But we didn’t want to focus on the negative this week. Central Illinois is renowned for producing leaders of conscience, people who prioritize improving the country above scoring political points or beating the opposition — people like Dirksen and his successors Bob Michel and Ray LaHood.
Who do the current folks holding congressional seats for the area point to when they think of our modern-day Dirksens?
Rep. Cheri Bustos pointed back to LaHood — out of government service, but still a player on national issues — because of his ability to put people over politics consistently throughout a decades-long career.

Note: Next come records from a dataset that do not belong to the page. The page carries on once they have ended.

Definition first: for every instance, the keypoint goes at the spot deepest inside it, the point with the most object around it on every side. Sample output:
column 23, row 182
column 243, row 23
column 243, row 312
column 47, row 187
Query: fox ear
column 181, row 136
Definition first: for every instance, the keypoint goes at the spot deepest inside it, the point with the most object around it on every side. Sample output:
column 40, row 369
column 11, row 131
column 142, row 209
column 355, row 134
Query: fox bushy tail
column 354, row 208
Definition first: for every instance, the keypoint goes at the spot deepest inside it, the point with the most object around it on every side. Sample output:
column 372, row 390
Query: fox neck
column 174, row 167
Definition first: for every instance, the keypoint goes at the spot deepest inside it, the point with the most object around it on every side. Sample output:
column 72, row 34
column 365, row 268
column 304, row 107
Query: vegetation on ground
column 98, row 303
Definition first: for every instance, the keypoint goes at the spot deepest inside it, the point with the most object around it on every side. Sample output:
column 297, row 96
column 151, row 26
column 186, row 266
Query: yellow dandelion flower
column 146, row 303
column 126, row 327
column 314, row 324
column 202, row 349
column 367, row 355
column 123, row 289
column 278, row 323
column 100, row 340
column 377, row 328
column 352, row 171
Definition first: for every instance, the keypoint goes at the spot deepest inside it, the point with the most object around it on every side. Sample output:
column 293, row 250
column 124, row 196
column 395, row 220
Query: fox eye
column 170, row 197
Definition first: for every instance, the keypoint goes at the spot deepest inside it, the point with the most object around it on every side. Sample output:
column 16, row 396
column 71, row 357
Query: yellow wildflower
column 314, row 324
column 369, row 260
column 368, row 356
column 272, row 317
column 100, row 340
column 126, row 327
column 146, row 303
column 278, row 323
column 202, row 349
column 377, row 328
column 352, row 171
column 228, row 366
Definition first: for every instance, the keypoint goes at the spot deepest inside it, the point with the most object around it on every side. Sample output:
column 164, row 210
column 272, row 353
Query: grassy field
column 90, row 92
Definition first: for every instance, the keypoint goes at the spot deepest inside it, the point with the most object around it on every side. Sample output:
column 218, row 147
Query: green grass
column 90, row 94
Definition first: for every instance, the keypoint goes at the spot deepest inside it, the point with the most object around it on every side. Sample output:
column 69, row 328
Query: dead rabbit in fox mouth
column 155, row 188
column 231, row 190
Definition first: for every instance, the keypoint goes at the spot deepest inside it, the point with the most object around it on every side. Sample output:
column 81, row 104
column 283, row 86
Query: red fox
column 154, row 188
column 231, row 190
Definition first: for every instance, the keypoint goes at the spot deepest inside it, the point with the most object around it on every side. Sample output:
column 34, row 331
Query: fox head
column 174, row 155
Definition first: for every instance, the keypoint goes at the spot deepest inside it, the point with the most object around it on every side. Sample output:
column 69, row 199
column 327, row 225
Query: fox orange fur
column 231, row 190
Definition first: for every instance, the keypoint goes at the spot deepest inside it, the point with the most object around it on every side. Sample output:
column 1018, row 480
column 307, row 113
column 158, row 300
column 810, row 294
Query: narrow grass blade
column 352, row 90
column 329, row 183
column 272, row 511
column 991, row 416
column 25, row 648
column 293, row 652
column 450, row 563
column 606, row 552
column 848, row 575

And the East Moline Democrat said that Illinois’ congressional delegation is unusual, perhaps even unique, in the fact that they have regular, bipartisan monthly lunch meetings. She’s “gotten to know many of her Illinois colleagues on both a personal and professional level through these regular lunches,” spokesman Colin Milligan said. That’s something that makes it harder to demonize and easier to work together.
Rep. Aaron Schock argued that now, as then, coalitions form on a situational, case-by-case basis. That means that, in his eyes, Sen. Marco Rubio, R-Fla., would qualify.
“To the degree we do immigration reform ever, (he) has to be credited with the work that he led” in the Senate, the Peoria Republican said. “(Illinois’ U.S. Sen.) Dick Durbin actually said that if immigration reform happens, Marco Rubio deserves the credit.”
Schock said that those personalities filling a Dirksen-like role can shift and change with the debate, but “each moment throughout our history cries out for leadership. … Dirksen was emblematic of someone who was willing to take the political fallout and make the tough decisions because, in his words, he’d rather be right than consistent.”